Make AI a software engineering discipline.
On the TravelPlanner benchmark (ICML 2024), LangChain passes 77.8% of tasks and CrewAI passes 73.3%. They burn 3–6× more tokens, cost 4–8× more per passing result, and lose track of instructions as context grows. GPT-4 alone scores 0.6%.

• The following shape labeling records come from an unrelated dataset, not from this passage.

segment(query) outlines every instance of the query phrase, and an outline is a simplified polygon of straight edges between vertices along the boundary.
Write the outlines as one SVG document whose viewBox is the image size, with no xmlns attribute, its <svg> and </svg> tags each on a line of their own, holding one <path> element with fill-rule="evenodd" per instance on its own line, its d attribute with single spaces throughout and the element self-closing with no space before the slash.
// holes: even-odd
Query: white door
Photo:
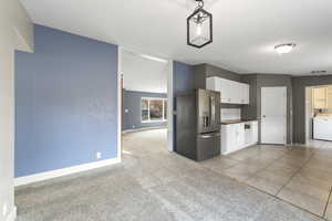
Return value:
<svg viewBox="0 0 332 221">
<path fill-rule="evenodd" d="M 286 144 L 287 88 L 261 88 L 261 143 Z"/>
</svg>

OpenSymbolicAI scores 97.9% on 1,000 tasks by splitting the LLM's job in two:
┌─────────────────────────────────────┐
│ Traditional Agent (ReAct) │
│ │
│ User ─→ LLM ─→ Tool ─→ LLM ─→ │
│ Tool ─→ LLM ─→ Tool ─→ │
│ LLM ─→ ... (loop forever) │
│ │
│ ⚠ Data in prompt = injection risk │
│ ⚠ Context bloats every iteration │
│ ⚠ LLM makes unplanned tool calls │
└─────────────────────────────────────┘
┌─────────────────────────────────────┐
│ OpenSymbolicAI (Plan + Execute) │
│ │
│ User ─→ LLM ─→ Plan │
│ ↓ │
│ Runtime executes plan │
│ deterministically │
│ │
│ ✓ Data never enters LLM context │
│ ✓ Fewer tokens, fewer LLM calls │
│ ✓ Every side effect is explicit │
└─────────────────────────────────────┘
The LLM plans. The runtime executes. Data stays in application memory and never gets tokenized.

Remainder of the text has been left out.